The most critical element of projects of survival is the regular work of meeting unmet needs. However, material support alone is insufficient to anchor an organized social movement. Instead, this activity must be politicized, coordinated and developed at scale, with its participants trained and willing to exert political leadership and direction for the whole of society. 

And yet, this extensive survival organizing remains on the margins of the social justice movement landscape. Little attention is paid by national organizations, foundations, policymakers, and others to the networks of care that hold together thousands of communities. Even less attention is paid to the possibility of leveraging these emerging “projects of survival” into footholds to anchor a broadbased movement of poor and dispossessed people that can turn these activities into political demands of our government and society at large.
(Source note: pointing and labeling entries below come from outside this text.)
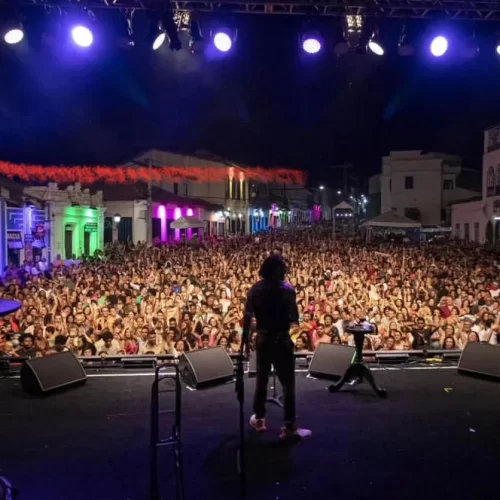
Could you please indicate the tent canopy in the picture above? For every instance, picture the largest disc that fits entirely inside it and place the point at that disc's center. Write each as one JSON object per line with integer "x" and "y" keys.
{"x": 392, "y": 219}
{"x": 188, "y": 222}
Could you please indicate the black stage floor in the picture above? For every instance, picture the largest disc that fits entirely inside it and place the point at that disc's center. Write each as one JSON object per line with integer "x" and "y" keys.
{"x": 91, "y": 443}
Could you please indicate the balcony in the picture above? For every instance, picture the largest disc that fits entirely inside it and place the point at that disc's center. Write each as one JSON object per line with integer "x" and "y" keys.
{"x": 493, "y": 139}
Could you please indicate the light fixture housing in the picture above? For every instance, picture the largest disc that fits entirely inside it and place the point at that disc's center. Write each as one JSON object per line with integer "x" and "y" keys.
{"x": 439, "y": 46}
{"x": 375, "y": 45}
{"x": 311, "y": 42}
{"x": 13, "y": 34}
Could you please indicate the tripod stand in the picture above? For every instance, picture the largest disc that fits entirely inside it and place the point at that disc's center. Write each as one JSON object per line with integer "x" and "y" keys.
{"x": 275, "y": 398}
{"x": 358, "y": 371}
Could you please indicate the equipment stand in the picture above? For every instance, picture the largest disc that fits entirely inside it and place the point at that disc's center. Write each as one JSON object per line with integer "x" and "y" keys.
{"x": 358, "y": 370}
{"x": 240, "y": 394}
{"x": 174, "y": 440}
{"x": 275, "y": 398}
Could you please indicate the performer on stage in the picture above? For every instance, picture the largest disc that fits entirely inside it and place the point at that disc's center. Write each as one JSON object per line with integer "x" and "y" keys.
{"x": 274, "y": 305}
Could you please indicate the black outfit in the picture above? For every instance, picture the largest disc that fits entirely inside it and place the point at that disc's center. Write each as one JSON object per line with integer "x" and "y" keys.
{"x": 273, "y": 303}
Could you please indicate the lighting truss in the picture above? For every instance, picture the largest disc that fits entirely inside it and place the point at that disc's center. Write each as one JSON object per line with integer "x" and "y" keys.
{"x": 480, "y": 10}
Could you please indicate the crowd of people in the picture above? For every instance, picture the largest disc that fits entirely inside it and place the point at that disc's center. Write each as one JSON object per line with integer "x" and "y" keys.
{"x": 172, "y": 299}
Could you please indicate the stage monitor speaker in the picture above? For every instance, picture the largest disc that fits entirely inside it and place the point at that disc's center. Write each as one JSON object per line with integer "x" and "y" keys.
{"x": 331, "y": 361}
{"x": 206, "y": 367}
{"x": 43, "y": 375}
{"x": 481, "y": 360}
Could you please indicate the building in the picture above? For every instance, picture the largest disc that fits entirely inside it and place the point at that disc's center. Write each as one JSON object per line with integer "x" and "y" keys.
{"x": 423, "y": 186}
{"x": 248, "y": 205}
{"x": 479, "y": 220}
{"x": 126, "y": 214}
{"x": 24, "y": 227}
{"x": 74, "y": 219}
{"x": 232, "y": 193}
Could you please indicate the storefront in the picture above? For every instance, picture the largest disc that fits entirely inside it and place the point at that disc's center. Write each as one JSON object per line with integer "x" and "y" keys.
{"x": 27, "y": 234}
{"x": 76, "y": 231}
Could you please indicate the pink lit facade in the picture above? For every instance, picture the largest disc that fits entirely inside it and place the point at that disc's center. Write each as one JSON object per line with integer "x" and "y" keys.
{"x": 164, "y": 215}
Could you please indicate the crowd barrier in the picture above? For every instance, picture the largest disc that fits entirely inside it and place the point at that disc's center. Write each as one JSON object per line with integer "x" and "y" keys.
{"x": 130, "y": 362}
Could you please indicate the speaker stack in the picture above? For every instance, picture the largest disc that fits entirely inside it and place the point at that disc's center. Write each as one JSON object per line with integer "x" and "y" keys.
{"x": 206, "y": 367}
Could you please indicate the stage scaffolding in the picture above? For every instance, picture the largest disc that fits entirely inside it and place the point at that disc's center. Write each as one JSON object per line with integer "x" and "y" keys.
{"x": 481, "y": 10}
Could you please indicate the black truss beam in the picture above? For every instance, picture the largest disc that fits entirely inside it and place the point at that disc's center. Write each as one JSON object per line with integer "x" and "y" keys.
{"x": 481, "y": 10}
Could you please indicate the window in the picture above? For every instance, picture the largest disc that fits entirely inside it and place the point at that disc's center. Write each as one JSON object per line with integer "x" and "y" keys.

In this moment of widening poverty and inequality, the leadership we desperately need will not come from the rich, from corporations, or from nonprofit models that provide triage but do not demand change. If we are to build a nation that cares for all people, it will be through the leadership of hundreds of thousands of politicized poor people and mass organizations of the poor. It will be because of leaders who recognize that the only way to break free of the bitter cycle of simply surviving is through a broad movement of the poor and dispossessed that can rally our society into action.

Some have argued that through this disaster we cannot allow a return to normalcy, that normalcy never worked for the majority of people anyway. But the truth is that normal no longer exists. The order of the past is gone. Now the only direction is forward, and it will be the poor already standing in the breach of the old wounded world who will help usher us into the new.